Two years ago, Broadway Partners was an empire on the march.
They owned some of the country’s best Class A office properties—the 62-story Aon Center in Los Angeles, One City Centre in Houston, 522 Fifth Avenue in New York—but they were always searching for more. Led by founder and CEO Scott Lawlor, the faster their real estate empire grew, the faster Broadway scrambled to conquer even more office buildings from California to New York.
Their Macklowe-like strategy: to rake in office properties on highly leveraged loans, wait for rents to rise, and sell the buildings at a profit within two years.
But the market’s crash has left the new kid on the block more bruised than his older rivals. Indeed, the nine-year-old company acquired its taste for risk at precisely the wrong time. They bought 28 office properties around the country in 2006 and 2007, at prices that critics argued were too high even then, in contrast to only nine office properties bought from 2001 through 2003.

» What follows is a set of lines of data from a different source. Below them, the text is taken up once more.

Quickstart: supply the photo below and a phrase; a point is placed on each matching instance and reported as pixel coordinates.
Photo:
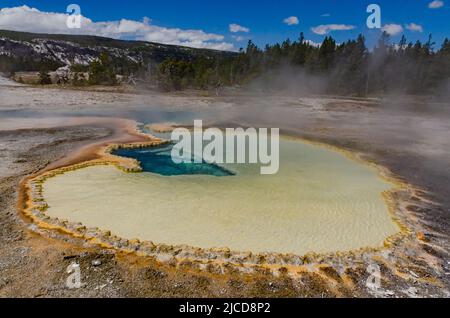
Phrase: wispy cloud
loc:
(327, 28)
(29, 19)
(436, 4)
(392, 29)
(414, 27)
(291, 21)
(312, 43)
(238, 38)
(235, 28)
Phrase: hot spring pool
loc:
(319, 201)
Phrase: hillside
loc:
(20, 51)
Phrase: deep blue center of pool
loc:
(158, 160)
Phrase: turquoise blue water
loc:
(158, 160)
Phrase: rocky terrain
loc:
(21, 51)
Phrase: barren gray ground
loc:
(411, 136)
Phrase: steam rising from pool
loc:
(319, 201)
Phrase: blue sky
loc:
(263, 18)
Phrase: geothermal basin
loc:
(320, 201)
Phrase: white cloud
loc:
(392, 29)
(436, 4)
(291, 21)
(326, 28)
(414, 27)
(29, 19)
(312, 43)
(238, 28)
(238, 38)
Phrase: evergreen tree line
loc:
(348, 68)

“The new players in the industry are the ones who really have been hit the hardest,” said New York City corporate and real estate attorney Edward A. Mermelstein. “Their exposure is just so much greater because most of their acquisitions happened within a short period of time.”
Mr. Mermelstein added that more well-established real estate players had wised up after going through the last few down cycles, since they understand that “once you leverage above 50, 60 percent, you’re possibly going to expose yourself.”
Now, Broadway has defaulted on short-term loans for over a dozen buildings, and two of their properties have been foreclosed. To make matters worse, Broadway’s primary lender for many of these buildings—such as 10 properties, including one in New York, bought on May 15, 2007, alone—was Lehman Brothers. The question now is whether they can raise the necessary capital to pay off their loans and survive.
“There’s no question Scott’s business model was very much living on the edge,” said Real Capital Analytics’ managing director Dan Fasulo. “Obviously, he got stuck without a chair when the music stopped.”
SELLING MAY BE THE only way Broadway can raise the necessary capital to pay off their short-term loans, which are coming due for three office properties in spite of a recent deal struck with Lehman, according to Real Capital Analytics: 280 Park Avenue, the Park Avenue Atrium, and the Union Bank of California Center in Seattle (340 Madison is also potentially troubled).
Their current properties are worth only a fraction of what Broadway purchased them for. Although Broadway’s James Hennessy described his timing to buy 500 West Monroe in Chicago in July 2007 for $336.7 million as “ideal,” the property is now worth only $63 million. (Broadway barely avoided foreclosure on the building, which is one-fourth vacant, by striking a deal with lenders, after defaulting on a loan in February 2009.) And 280 Park Avenue—which they bought for $1.25 billion in November 2007, using a $1.1 billion loan—is now worth only one-tenth of what Broadway bought it for: $147 million.